自動車部品は安全性、軽量化、省エネ、環境対策などがキーワードだ。そして、コスト削減である。部品メーカーはこうしたニーズを先取りし開発・提案していかなければならない。努力を怠ればすぐに調達対象先からはずされる。矢島工業は戦後まもなくスクーター部品の生産を開始、以来、強みの開発力を武器に自動車各社との取引を拡大してきた。現在、取り組んでいるのが難燃性マグネシウム合金の自動車部品への応用である。

マグネシウムの最大の問題は燃えやすいことだったが、難燃性マグネシウム合金が開発されたことから、この合金を用い鉄やアルミの代替素材として天井補強材、シートフレームなどへの利用にメドがついた。あとはプレスによる量産加工技術を開発すれば実用化だ。さらに伸縮性や剛性をクリアできればエンジン部品にも使えると見られている。難燃性マグネシウム合金は「ものづくり基盤技術高度化法」の認定を受けており、自動車分野だけでなく様々な分野で需要が見込めると考えられている。

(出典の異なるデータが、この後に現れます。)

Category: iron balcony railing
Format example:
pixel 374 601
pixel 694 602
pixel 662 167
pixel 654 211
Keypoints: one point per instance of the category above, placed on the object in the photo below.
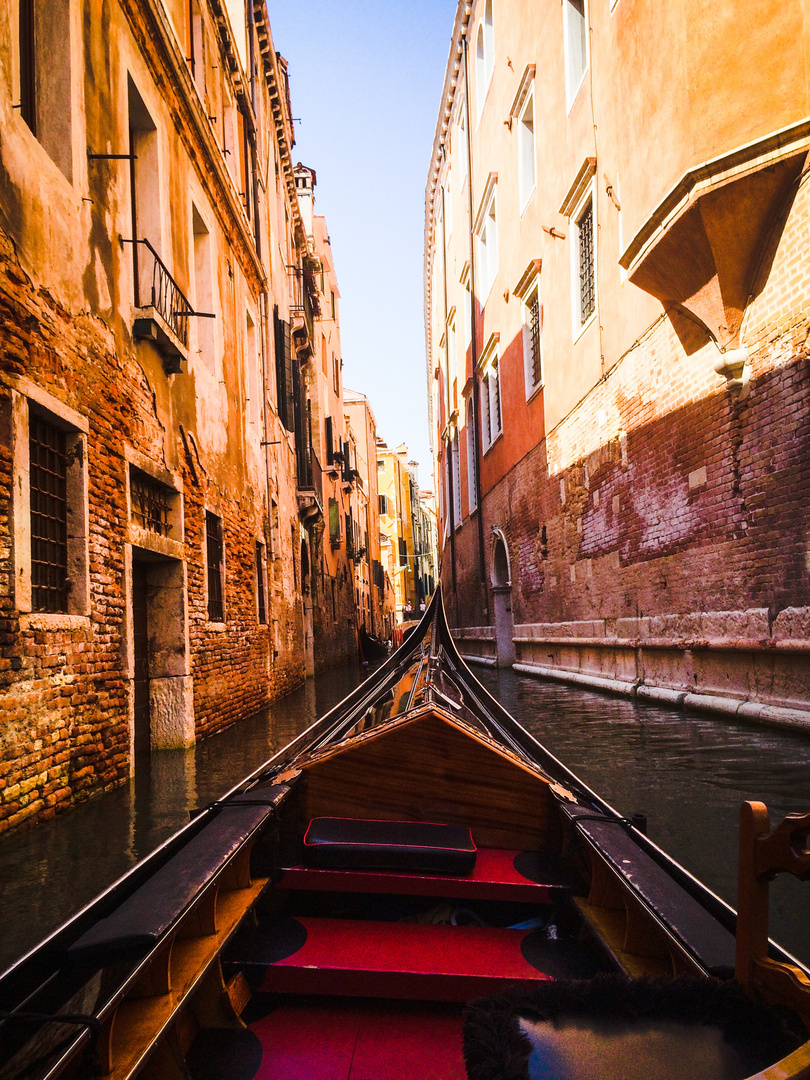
pixel 160 291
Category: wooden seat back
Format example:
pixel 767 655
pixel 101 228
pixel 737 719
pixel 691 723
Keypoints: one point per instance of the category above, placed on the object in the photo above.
pixel 764 853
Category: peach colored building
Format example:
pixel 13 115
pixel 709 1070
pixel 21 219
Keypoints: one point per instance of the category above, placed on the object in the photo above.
pixel 617 310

すでに試作を終えテスト段階にこぎつけた部品もあり、当初計画よりも量産化が早まりそうだ。同社は「部品だけでなく技術を売る会社であり、技術を提案できる会社になる」(横山溥社長)ことを目標にしている。多くの企業が自動車メーカーを取引ターゲットとしている中で、技術力を持ち、その技術を生かした提案ができないと、自動車メーカーに相手にしてもらえない。同社は60年近く一貫して技術力に磨きをかけてきたからこそ、中小企業であっても自動車メーカーに一目置かれる存在として生き抜いてこられたのだろう。